This is the first in a series of blog posts that will walk you through the decisions you will have to make if you choose to modify your rig. It’s also the introduction to the Outfitting course I’ll be teaching at the Overland Expo East.
Overland travel has many styles. These styles are dictated by your vehicle, route and personal preference. They are all guided by the imperatives of this style of travel; be comfortable, self-sufficient, remain mobile and enjoy the experience.
My style of travel is not for everyone. Clearly it’s not the style of a massive motorhome that limps from one set of hookups to the next. Nor is it the minimal outfitting of a backpacker. It’s something in between.
Traveling to the Arctic Circle demands a certain level of mechanical reliability. Repair shops are few and far between and the cost of repair in dollars and delay are unpleasant at best. That’s why I chose to outfit a new vehicle. My 2014 Toyota 4Runner, Bunky. Another factor in choosing the 4Runner was that it’s one of the few 4WD SUV’s built on a ladder frame. This design is time proven and rugged. Just the thing for Alaska and the Yukon.
The Base Vehicle
Bunky came configured as a Trail Premium edition. That’s a designation that’s given to Toyota’s most trail-ready version of the 4Runner. It’s a 4 wheel drive vehicle with a high and low range of gears, locking differential and settings that provide more suspension articulation. In short, it’s a good start.
What Bunky lacked was armor, height, extra fuel capacity, a winch and more storage. I started researching my options for the equipment I needed. When I was able to sketch out my modifications, I found a local mechanic who specialized in modifying Toyotas and Jeeps. We went over my plan and he started contacting vendors and working out pricing.

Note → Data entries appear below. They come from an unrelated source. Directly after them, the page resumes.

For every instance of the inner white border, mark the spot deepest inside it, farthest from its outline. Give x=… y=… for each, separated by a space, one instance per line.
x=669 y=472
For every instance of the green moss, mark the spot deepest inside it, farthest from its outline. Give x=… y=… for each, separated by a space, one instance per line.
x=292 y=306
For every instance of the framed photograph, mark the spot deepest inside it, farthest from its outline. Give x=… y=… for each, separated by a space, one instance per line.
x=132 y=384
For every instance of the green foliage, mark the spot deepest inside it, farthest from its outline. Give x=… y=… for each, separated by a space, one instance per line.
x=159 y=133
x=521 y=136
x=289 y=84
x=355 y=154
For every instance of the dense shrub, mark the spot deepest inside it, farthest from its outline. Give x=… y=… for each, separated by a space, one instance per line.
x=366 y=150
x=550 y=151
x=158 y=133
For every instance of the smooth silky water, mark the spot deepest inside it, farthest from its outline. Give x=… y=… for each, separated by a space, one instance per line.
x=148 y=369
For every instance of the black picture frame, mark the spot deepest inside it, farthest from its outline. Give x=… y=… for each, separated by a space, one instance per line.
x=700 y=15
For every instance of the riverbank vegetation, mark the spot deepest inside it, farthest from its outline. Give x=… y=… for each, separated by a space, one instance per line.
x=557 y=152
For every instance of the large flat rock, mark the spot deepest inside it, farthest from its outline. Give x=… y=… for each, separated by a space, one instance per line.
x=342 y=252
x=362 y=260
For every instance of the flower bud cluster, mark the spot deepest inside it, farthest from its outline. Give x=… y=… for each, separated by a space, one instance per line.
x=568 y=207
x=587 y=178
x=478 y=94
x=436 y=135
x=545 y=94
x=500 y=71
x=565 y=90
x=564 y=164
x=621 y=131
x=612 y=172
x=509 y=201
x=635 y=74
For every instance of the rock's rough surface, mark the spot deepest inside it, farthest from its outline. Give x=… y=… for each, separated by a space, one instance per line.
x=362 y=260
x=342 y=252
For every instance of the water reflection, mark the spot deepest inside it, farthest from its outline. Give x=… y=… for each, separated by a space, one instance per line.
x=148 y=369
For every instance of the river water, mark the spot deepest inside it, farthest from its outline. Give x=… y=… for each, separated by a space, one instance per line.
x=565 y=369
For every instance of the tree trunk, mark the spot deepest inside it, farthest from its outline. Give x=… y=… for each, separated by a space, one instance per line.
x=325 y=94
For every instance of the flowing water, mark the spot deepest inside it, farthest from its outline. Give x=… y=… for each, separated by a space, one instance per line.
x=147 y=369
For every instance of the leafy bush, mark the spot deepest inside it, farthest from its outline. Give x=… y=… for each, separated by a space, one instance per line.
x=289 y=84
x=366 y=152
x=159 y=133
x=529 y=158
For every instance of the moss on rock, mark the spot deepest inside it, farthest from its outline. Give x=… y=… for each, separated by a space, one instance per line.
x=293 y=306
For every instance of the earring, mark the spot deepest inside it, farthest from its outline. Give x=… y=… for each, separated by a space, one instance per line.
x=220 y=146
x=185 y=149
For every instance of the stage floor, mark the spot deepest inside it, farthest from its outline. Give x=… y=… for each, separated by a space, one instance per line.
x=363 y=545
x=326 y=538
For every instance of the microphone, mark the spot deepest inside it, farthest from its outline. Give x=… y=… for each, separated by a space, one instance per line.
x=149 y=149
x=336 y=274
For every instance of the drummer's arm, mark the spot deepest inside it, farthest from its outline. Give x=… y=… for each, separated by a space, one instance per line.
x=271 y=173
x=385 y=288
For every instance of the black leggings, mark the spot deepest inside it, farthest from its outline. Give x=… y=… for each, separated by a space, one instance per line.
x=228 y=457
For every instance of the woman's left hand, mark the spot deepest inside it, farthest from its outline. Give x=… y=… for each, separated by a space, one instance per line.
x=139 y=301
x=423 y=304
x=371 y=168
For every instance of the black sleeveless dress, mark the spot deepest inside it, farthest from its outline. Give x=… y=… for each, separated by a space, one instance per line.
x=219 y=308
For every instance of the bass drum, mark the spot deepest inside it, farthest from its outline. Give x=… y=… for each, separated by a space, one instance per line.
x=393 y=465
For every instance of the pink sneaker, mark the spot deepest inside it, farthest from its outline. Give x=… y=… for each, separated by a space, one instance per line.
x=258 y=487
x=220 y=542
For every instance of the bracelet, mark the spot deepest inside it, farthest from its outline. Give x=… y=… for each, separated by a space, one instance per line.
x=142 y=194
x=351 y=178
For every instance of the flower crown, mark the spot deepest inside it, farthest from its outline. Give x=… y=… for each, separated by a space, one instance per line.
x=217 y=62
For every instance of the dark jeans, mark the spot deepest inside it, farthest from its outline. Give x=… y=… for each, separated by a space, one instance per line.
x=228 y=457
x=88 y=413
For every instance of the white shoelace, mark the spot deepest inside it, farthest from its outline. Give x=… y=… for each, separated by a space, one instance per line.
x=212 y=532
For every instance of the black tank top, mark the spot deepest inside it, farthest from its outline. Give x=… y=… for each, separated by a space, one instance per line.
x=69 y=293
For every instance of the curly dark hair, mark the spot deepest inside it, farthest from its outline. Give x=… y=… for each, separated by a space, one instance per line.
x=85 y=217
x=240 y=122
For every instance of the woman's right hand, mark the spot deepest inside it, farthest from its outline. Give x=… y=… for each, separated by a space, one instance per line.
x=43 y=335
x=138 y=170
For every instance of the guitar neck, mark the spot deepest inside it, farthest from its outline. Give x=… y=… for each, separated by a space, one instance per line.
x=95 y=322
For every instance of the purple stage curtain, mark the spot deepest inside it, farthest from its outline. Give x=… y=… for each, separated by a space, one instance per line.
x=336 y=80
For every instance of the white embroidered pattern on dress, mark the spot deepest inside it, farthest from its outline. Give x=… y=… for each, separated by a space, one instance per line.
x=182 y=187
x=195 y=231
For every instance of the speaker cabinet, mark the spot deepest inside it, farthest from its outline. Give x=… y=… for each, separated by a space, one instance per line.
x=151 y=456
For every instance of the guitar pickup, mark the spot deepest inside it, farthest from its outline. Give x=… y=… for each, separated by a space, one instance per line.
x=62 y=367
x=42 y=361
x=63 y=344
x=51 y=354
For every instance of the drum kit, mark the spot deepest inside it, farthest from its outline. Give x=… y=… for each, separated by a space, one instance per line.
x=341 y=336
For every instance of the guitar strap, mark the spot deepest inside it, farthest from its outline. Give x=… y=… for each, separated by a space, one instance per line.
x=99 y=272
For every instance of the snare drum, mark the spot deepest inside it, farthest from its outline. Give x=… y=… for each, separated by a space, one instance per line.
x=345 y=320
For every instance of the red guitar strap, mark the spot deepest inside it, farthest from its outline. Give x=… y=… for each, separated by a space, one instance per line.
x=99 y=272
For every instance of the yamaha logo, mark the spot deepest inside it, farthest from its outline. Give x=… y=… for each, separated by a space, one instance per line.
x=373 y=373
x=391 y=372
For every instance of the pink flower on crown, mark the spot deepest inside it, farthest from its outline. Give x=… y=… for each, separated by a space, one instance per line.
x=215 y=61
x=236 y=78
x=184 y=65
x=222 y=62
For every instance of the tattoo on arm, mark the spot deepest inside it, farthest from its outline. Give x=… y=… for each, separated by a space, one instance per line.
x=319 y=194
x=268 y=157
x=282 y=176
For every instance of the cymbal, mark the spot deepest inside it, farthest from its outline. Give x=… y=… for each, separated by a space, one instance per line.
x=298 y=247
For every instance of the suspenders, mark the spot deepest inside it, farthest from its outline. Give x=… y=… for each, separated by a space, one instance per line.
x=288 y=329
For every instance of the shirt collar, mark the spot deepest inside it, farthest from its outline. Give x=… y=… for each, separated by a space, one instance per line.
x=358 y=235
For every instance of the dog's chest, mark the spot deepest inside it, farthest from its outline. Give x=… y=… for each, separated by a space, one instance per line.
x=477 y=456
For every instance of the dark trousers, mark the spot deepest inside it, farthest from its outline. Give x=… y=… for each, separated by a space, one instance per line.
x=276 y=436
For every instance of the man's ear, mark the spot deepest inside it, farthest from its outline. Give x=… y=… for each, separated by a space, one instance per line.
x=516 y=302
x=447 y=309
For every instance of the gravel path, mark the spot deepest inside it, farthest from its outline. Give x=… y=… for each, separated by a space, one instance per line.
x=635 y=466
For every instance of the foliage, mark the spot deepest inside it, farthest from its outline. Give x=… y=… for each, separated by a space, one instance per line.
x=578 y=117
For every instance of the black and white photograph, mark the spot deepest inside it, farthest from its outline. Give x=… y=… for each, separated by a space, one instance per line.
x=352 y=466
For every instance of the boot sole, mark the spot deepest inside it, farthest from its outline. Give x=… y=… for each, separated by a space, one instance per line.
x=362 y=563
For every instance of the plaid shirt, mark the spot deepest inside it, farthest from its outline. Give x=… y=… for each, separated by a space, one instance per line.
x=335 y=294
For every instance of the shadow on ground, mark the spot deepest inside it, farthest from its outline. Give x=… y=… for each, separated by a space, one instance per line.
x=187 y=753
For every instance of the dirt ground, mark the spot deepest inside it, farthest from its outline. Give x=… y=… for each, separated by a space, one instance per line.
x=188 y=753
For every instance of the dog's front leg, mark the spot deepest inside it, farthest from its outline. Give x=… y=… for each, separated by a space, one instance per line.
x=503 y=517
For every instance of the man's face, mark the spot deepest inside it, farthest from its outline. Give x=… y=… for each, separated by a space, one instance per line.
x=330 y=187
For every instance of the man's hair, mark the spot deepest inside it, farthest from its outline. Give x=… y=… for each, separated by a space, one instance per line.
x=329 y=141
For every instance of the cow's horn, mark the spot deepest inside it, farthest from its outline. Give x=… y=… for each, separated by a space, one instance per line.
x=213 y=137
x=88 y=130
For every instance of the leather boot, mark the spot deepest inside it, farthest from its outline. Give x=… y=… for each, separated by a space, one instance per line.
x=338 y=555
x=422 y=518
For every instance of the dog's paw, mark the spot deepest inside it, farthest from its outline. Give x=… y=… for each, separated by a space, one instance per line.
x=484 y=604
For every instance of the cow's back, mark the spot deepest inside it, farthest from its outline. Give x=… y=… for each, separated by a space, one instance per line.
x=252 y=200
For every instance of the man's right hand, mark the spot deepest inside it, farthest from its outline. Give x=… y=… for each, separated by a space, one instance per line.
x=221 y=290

A few weeks went by and I was eager to get started. I called the mechanic and his assistant answered the phone. Turns out that Ben, the mechanic, had been in a bad motorcycle accident the previous Friday. He fractured a number of bones and was going in for more surgery that week. Ben would not be back in action for some time.
Prepare for the unexpected. That’s the first lesson. The corollary to that is that things take time. Overland outfitting does not happen all at once. It’s a piecemeal evolution that happens over time. Every journey you make alters your view of what works and doesn’t work.